Consumer confidence tanked to its lowest level in nine months — or six rate hikes ago — for those of us who are counting. Consumers predictably have closed their wallets because they are worried and well they should be. They are worried about their rising mortgages; they’re worried about higher energy costs; they’re worried about the higher interest payments on their credit cards; and they are worried especially about their jobs. Consumers have started to figure out that they are not safe. Their homes, their jobs and their livelihoods cannot absorb the rate hikes that will slow our economy to a crawl.

The one thing everyone needs to know is: the Fed doesn’t have to be right to get its way! It’s true. We all put our faith and trust in that institution. I’ll give the Fed this: it is really good at maintenance. When the Fed has a good economy, it can string it along and keep everyone fat and happy. But, the Fed is not so good at handling problems. It always overshoots because it just doesn’t know when Americans have too much of a good thing. We have too many rate cuts. Sure, we needed some incentives to restore confidence after 9/11. But, the Fed let housing get completely out of control. Spending really was going nuts. There was too little saving. Last summer, the savings rate went negative — that’s not good. So the Fed got worried and just kept tightening rates. And now, the Fed has gone too far yet again. This crazy cycle of over-easing and over-tightening is wearing down consumers who may begin to realize that they are merely pawns in the Fed’s elaborate chess game.

The chess game is the Fed’s incessant need to look good to its multinational friends. You see, the Fed isn’t in the game to keep us happy. The Fed takes action to make U.S. currency appealing to foreign investors. It’s not about you and me. It’s about keeping the dollar interesting to outsiders. When rates are low and we start to spend too much, it makes our dollar less appealing to foreign investors. When we spend less, foreign investors like our dollars more. That, my friends, is the game the Fed is playing. The game is to keep the dollar interesting to foreign investors.

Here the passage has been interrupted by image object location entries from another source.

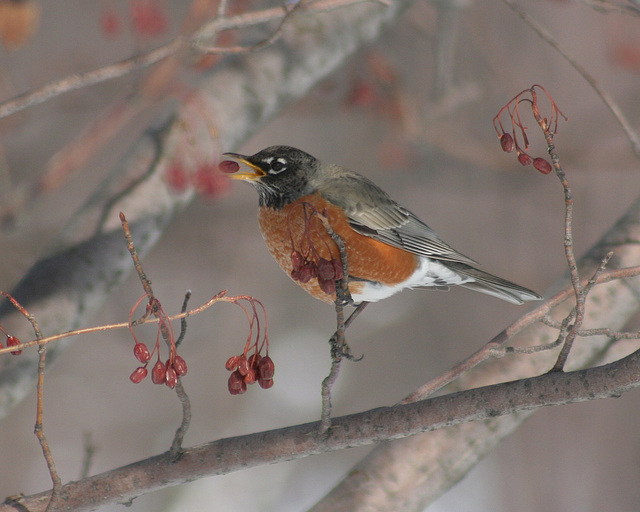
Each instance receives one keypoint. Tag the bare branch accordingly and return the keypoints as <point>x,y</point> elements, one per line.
<point>383,424</point>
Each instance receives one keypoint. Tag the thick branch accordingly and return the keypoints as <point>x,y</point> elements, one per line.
<point>411,473</point>
<point>383,424</point>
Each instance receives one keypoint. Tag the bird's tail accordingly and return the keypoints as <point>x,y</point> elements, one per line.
<point>493,285</point>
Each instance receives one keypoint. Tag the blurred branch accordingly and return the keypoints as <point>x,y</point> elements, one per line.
<point>383,424</point>
<point>210,30</point>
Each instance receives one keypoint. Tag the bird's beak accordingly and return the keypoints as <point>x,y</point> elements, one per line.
<point>247,170</point>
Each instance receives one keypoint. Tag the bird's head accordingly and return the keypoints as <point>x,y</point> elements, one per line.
<point>281,174</point>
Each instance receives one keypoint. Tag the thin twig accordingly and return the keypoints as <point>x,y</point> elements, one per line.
<point>606,98</point>
<point>39,425</point>
<point>495,348</point>
<point>220,297</point>
<point>89,452</point>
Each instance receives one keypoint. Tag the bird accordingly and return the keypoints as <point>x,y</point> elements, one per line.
<point>387,247</point>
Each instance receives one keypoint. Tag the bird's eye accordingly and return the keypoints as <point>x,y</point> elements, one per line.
<point>277,166</point>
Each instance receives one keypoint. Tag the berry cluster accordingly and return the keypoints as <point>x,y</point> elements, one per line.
<point>251,366</point>
<point>306,262</point>
<point>166,372</point>
<point>247,371</point>
<point>509,139</point>
<point>161,373</point>
<point>304,268</point>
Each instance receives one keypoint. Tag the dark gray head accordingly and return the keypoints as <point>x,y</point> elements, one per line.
<point>281,174</point>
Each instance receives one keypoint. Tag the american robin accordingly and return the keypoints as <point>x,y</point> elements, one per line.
<point>388,248</point>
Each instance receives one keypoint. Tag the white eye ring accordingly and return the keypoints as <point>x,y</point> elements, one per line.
<point>278,166</point>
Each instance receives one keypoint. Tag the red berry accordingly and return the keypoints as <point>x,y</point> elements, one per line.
<point>254,360</point>
<point>236,384</point>
<point>171,377</point>
<point>243,366</point>
<point>337,268</point>
<point>12,341</point>
<point>265,383</point>
<point>296,260</point>
<point>138,375</point>
<point>524,159</point>
<point>308,271</point>
<point>250,377</point>
<point>266,367</point>
<point>141,352</point>
<point>506,141</point>
<point>158,373</point>
<point>328,286</point>
<point>180,366</point>
<point>232,363</point>
<point>542,165</point>
<point>228,166</point>
<point>326,270</point>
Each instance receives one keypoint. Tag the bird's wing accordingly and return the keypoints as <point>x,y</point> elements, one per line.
<point>373,213</point>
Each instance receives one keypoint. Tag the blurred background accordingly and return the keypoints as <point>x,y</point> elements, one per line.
<point>421,132</point>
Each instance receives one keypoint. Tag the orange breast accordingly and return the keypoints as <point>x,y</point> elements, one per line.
<point>296,227</point>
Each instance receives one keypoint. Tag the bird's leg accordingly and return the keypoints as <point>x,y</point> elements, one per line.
<point>339,347</point>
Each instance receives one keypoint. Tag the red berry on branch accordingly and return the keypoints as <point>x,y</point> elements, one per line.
<point>250,377</point>
<point>506,141</point>
<point>12,341</point>
<point>158,373</point>
<point>138,375</point>
<point>265,383</point>
<point>266,368</point>
<point>337,267</point>
<point>524,159</point>
<point>141,352</point>
<point>326,271</point>
<point>328,286</point>
<point>180,366</point>
<point>232,363</point>
<point>243,366</point>
<point>542,165</point>
<point>236,384</point>
<point>171,377</point>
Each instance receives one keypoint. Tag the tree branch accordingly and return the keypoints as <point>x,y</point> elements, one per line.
<point>383,424</point>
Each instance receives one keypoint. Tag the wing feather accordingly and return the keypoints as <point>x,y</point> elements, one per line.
<point>371,212</point>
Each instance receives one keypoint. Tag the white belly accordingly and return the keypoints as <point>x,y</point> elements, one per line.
<point>429,273</point>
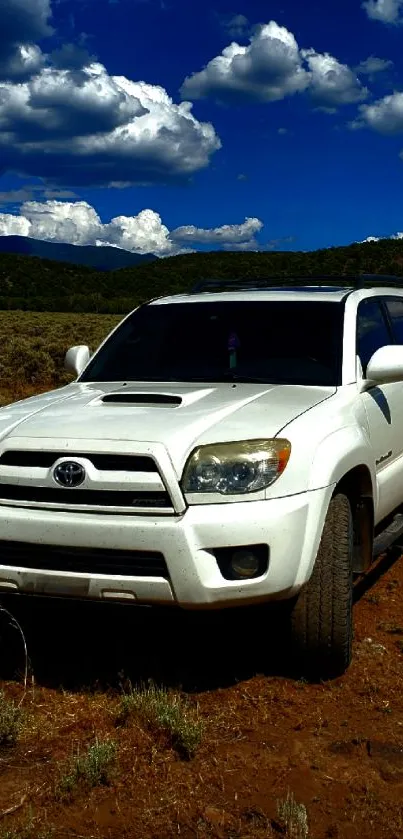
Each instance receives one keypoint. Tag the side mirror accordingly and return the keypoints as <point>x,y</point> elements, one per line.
<point>386,365</point>
<point>76,359</point>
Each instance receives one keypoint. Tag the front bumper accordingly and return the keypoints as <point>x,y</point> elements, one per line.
<point>291,527</point>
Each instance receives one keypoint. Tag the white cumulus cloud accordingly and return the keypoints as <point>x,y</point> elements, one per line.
<point>22,24</point>
<point>381,238</point>
<point>386,11</point>
<point>78,223</point>
<point>226,234</point>
<point>384,116</point>
<point>66,120</point>
<point>269,69</point>
<point>272,67</point>
<point>99,130</point>
<point>332,83</point>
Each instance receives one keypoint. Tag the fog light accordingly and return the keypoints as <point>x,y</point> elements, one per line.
<point>245,564</point>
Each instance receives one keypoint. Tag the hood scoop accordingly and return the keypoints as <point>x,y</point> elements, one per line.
<point>142,398</point>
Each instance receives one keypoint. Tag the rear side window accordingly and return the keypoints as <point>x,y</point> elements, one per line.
<point>372,330</point>
<point>394,306</point>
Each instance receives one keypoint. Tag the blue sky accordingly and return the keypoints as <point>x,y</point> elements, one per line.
<point>293,140</point>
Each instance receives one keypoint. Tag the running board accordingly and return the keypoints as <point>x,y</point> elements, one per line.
<point>389,536</point>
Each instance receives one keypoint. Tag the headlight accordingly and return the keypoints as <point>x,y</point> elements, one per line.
<point>236,468</point>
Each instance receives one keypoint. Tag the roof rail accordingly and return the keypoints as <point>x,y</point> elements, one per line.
<point>256,283</point>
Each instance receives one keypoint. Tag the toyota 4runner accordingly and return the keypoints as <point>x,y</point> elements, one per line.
<point>221,448</point>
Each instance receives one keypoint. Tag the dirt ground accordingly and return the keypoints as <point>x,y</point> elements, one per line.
<point>337,747</point>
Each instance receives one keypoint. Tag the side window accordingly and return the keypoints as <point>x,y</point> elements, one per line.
<point>395,311</point>
<point>372,330</point>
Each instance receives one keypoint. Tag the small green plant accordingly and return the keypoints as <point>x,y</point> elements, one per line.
<point>167,712</point>
<point>293,817</point>
<point>10,721</point>
<point>90,769</point>
<point>29,831</point>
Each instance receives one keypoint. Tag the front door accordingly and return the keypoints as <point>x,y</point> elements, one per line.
<point>383,406</point>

Quite truthfully, it’s a game the Fed really needs to play well because if it loses, every one of us loses. The Fed fully knows that there will be some casualties along the way. Consider the fallout to be the spoils of war, and all that — including consumers who suffer financially. But to win, the Fed will allow our economy to struggle and possibly to slip into a recession. It’s the only card that the Fed can play. The Fed has gone too far. It knows it. We know it. And, the economy will suffer for it.